South African high court prohibits Muslim call to prayer. Why it got it wrong


The High Court in Durban, the port city in KwaZulu-Natal on the east coast of South Africa, has granted an interdict against a mosque, stopping its call to prayer (the athaan or adhan) because it can be heard from a neighbour’s house across the street.

The neighbour had complained that the noise deprived him of the enjoyment of his property and interrupted his peace and quiet. 

The court found that the constitutional right to freedom of religion did not guarantee the practice of the religion in the form of the call to prayer. And, as the neighbour is entitled to enjoy the use of his residential property, others, like the mosque, must respect this right. 

The court further said that the neighbour had established that the call to prayer interfered with this right. It granted the interdict against the mosque to make sure that the call to prayer was not heard by the neighbour.

Although the ruling and order were directed at the specific mosque in question, it sets a precedent. Another court can easily rely on this judgment in a future case. 

In my view the court got it wrong for the following three reasons:

Firstly, it upheld the neighbour’s right to the use and enjoyment of his property without any consideration of the reasonableness of the alleged disturbance. In other words, the court did not properly interrogate whether the mosque exceeded its powers, and if it acted reasonably in the circumstances. 

Secondly, it ignored the fact that those being called to prayer also enjoy a constitutionally protected right to practise their religion freely. 

Thirdly, it did not consider the noise control regulations in force in the city. 

Property rights and noise regulation

As a general principle of law in South Africa a property owner has the right to freedom to enjoy their property free from a noise nuisance. But, like all rights, this right is not absolute.

A property owner has a duty to exercise their rights within the normal and acceptable limits of reasonableness, and not to infringe on other owners’ right of enjoyment of their property. South African neighbour law also requires property owners to tolerate a degree of nuisance from their neighbours. 

The Noise Control Regulations of 1992, under section 25 of the Environment Conservation Act 73 of 1989 , empower provinces and municipalities to have their own bylaws regarding noise control. 
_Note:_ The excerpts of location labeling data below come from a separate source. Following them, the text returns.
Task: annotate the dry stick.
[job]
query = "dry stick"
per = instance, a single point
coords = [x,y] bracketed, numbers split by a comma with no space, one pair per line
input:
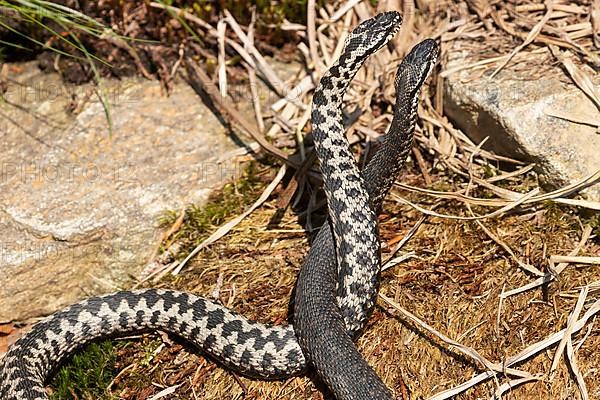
[253,82]
[311,9]
[595,19]
[272,79]
[342,10]
[208,87]
[581,79]
[266,71]
[466,350]
[527,267]
[530,37]
[500,211]
[587,231]
[523,355]
[117,41]
[539,38]
[221,26]
[569,329]
[570,351]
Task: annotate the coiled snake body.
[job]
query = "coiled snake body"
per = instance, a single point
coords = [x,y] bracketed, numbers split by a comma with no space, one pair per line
[251,348]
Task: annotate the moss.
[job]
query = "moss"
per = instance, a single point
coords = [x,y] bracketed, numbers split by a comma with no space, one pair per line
[232,200]
[88,374]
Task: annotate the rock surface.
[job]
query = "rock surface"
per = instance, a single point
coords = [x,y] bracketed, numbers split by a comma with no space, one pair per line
[78,207]
[518,113]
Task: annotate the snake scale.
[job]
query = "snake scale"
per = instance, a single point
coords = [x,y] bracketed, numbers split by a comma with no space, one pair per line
[249,347]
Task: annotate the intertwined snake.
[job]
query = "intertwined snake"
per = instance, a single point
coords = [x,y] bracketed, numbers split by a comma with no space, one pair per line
[246,346]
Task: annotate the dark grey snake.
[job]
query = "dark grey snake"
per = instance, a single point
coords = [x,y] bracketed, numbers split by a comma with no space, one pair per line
[249,347]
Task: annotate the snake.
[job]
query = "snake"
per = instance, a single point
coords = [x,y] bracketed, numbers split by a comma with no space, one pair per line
[248,347]
[319,288]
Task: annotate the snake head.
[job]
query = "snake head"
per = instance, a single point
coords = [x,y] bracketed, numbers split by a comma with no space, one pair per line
[414,70]
[374,33]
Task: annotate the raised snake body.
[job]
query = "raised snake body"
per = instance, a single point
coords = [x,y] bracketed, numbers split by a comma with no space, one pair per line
[246,346]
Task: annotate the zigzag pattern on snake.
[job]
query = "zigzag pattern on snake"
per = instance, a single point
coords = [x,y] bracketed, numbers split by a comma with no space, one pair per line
[248,347]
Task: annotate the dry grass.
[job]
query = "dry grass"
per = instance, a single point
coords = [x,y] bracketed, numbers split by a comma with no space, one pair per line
[453,283]
[458,269]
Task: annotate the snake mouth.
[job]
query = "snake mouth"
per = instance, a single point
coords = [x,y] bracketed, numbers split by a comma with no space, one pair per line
[420,61]
[379,29]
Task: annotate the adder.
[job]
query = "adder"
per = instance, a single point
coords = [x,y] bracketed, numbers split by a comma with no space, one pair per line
[251,348]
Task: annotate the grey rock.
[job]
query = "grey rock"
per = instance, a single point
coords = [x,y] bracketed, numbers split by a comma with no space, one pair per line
[79,208]
[517,112]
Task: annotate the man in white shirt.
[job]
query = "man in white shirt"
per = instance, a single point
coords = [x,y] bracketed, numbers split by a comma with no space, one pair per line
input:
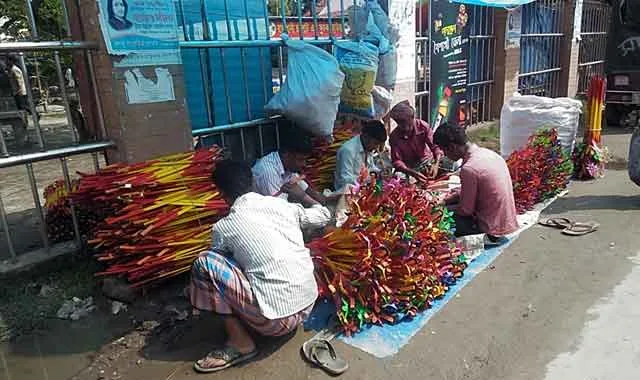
[259,273]
[357,154]
[276,173]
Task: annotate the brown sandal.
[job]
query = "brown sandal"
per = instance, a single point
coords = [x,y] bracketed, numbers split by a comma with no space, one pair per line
[230,355]
[580,229]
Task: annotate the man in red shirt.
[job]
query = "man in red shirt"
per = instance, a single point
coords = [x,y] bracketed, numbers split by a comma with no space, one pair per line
[485,203]
[412,149]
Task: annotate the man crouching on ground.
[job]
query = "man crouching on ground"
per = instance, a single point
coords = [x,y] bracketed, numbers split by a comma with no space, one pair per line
[259,273]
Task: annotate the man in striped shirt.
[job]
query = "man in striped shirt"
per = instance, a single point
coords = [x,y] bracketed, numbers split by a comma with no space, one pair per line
[277,173]
[259,273]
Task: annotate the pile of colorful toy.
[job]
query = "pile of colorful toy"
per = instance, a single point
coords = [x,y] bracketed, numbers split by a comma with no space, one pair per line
[161,214]
[320,167]
[590,156]
[392,258]
[540,170]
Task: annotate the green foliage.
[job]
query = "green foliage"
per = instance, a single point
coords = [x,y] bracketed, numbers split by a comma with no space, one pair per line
[50,24]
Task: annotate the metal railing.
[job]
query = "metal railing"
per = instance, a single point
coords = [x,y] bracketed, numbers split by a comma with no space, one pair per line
[245,33]
[596,16]
[482,45]
[50,145]
[540,47]
[482,51]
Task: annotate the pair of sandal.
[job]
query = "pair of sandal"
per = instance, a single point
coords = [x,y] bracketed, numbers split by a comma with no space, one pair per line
[570,227]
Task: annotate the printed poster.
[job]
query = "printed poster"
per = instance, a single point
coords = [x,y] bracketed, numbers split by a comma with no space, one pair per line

Since 1996, municipalities have administered noise regulations with support and oversight from the provincial governments. Various municipalities have enacted noise and nuisance bylaws. Most of these distinguish between a “disturbing noise” and a “noise nuisance”. 

The eThekwini Municipality: Nuisance and Behaviour in Public Places Bylaw of 2015, prohibits a noise that impairs the convenience or peace of any person. The complainant’s suburb, Isipingo Beach, and the mosque fall under this municipality.

A disturbing noise is a scientifically measurable noise level above a certain ambient sound level. In the average home setting during the day, 50 decibels would be regarded as normal. This drops to 40 decibels at night. 

But different people may react differently to the same noise or sound. So in practice it’s useful to look at the level beyond which a significant number of reasonable people could be expected to start complaining. 

Noise nuisance – which is the issue in this case – is more subjective. It relates to a noise that disturbs or impairs the convenience or peace of any person. The various noise control regulations prohibit both forms of noise.

Any sound that qualifies as a noise nuisance can be regulated on national, provincial or municipal level. This includes the Muslim call to prayer and church bells. 

Even a noise that has strictly speaking passed the scientific test required for a noise disturbance might still be considered a noise nuisance if found to be unreasonable. 

Religious freedom

Religious activities such as a muezzin calling from a mosque and the ringing of church bells on Sunday mornings are ways in which believers express and practise their beliefs. 

These practices form part of the right to freedom of religion, protected under section 15 of South Africa’s constitution. It should be read together with section 31, which guarantees the right of a person belonging to a religious community to enjoy and practise her religion with other members of that community.

The policy of another municipality, Tshwane, is a good example of how the athaan and the ringing of church bells should be handled. It states that such acivities should be seen as socially acceptable activities, which

must be accepted by all as a healthy aspect of our urban community life, albeit as diverse groups and individuals within a community.

Importantly, these activities must still be conducted in a reasonable manner. The noise levels must not be excessively loud or take place at unreasonable times, such as at night. Otherwise these community activities should be allowed.

The court ignored these requirements. The noise in question was not amplified and was relatively minor, and thus reasonable in the circumstances.

Need for balance

As both the right to enjoy one’s property and the right to freedom of religion are not absolute, a fair balance has to be struck between them. 

The court did not properly balance the various rights applicable in this case. Neither did it properly determine to what extent the mosque’s religious exercise limited the neigbour’s property rights. Hence, the court did not accord appropriate weight to the right to practise one’s religion in this case. 

Given the judgment’s adverse implications for the Muslim community and other religious institutions faced by noise complaints, the mosque should appeal the ruling – all the way to the Constitutional Court.

Helena van Coller is association professor of public law at Rhodes University.